Marivaux ou l’extase grammaticale

Par  

Je retourne au théâtre ces derniers temps. Ce goût de la scène avait disparu en raison de tous mes abonnements. J’étais abonné à ceci et à cela. Je n’arrêtais pas de remplir mon caddie. Là, une conserve de musique actuelle. Ici, un sachet de théâtre antique avec cet air de penser qu’on a toujours mal traduit Sophocle. À hue, un tube de danse contemporaine avec les éternels corps nus - à l’âge de la pornographie, c’est d’un comique ! -, les rampements provocateurs de petite frappe et cette manière de dire que, derrière le spectacle vivant, il y a des penseurs. À dia, les lectures de romanciers dont le plus jeune aurait aujourd’hui cent cinquante ans comme si être vivant méritait la mort.

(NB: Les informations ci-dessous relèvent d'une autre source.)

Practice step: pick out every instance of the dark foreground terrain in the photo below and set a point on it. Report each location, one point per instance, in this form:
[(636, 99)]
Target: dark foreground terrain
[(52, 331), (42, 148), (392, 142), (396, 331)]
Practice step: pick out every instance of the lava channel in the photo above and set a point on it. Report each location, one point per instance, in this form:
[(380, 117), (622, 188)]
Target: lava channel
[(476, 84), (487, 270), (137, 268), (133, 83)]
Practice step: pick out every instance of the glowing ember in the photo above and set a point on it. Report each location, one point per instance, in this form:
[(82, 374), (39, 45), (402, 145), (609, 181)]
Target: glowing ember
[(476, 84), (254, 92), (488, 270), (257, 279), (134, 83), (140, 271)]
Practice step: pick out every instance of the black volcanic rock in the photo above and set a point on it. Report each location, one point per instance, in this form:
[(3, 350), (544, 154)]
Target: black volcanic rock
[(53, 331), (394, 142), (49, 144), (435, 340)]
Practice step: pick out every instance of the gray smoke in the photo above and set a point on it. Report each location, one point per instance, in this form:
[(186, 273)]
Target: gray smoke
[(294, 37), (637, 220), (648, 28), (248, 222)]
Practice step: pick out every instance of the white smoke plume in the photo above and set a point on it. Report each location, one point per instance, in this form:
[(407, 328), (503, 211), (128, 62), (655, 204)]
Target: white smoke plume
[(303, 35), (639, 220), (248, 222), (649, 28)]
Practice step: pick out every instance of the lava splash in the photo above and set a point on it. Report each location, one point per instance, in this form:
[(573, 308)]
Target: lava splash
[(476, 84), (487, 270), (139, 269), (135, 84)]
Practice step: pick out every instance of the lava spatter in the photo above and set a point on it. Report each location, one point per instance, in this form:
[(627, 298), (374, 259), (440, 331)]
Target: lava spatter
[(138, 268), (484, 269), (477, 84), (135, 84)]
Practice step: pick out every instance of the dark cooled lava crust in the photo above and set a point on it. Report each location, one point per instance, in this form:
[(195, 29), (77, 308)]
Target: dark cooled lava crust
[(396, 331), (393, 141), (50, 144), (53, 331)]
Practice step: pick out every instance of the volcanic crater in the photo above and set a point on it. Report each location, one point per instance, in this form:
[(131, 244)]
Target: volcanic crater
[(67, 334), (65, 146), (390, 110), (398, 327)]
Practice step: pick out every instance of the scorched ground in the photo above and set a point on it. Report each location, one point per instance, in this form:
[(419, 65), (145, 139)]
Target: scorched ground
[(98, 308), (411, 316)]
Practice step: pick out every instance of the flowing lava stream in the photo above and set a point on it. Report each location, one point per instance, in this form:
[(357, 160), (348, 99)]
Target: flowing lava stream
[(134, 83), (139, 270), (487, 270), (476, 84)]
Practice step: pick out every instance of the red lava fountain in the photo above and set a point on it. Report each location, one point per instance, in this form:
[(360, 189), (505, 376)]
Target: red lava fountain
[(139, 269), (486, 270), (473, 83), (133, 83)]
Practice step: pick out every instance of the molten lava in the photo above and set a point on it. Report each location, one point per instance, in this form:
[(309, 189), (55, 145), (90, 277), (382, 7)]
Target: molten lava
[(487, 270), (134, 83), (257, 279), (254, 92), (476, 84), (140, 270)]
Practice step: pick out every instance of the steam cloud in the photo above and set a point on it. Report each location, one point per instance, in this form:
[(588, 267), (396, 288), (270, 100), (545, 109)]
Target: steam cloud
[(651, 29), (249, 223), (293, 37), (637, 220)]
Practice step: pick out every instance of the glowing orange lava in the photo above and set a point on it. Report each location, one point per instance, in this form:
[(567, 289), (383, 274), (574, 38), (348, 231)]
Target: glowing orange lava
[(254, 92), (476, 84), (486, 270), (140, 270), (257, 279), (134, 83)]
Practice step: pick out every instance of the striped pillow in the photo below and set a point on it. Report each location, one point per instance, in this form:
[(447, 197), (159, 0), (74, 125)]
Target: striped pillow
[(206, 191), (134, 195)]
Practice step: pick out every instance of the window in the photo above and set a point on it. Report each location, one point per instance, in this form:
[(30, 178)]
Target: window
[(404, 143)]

J’étais écœuré par cette floraison d’orties. Cette singerie de l’abonnement me rebutait. J’ai balancé mon caddie dans le canal pour que les ragondins s’en servent de grotte platonicienne. Les rats ont aussi droit à la lumière, même dans la vase. Je me suis mis à siffloter sur les berges en regardant les joggers et les cyclistes. Parfois, l’un d’entre eux disait : « on ne s’ennuie jamais sur un vélo ». Une fois, sous un pont graffité, j’entendis une jeune femme dire d’une de ses amies : « elle a une âme végétarienne ! ». Le sens de la vie revint comme un mouvement onaniste. Plus la vitalité revenait, plus l’envie de spectacle s’émoussait. La scène est une maladie nerveuse, surtout lorsqu’on est sur le strapontin. Je redevenais heureux, sans rien à voir. Je pouvais de nouveau créer. Mais, au bout de ce chemin vers la béatitude, je me demandai : assister à quelques pièces, serait-ce redevenir un ringard ? Devant le miroir, la réponse fut négative.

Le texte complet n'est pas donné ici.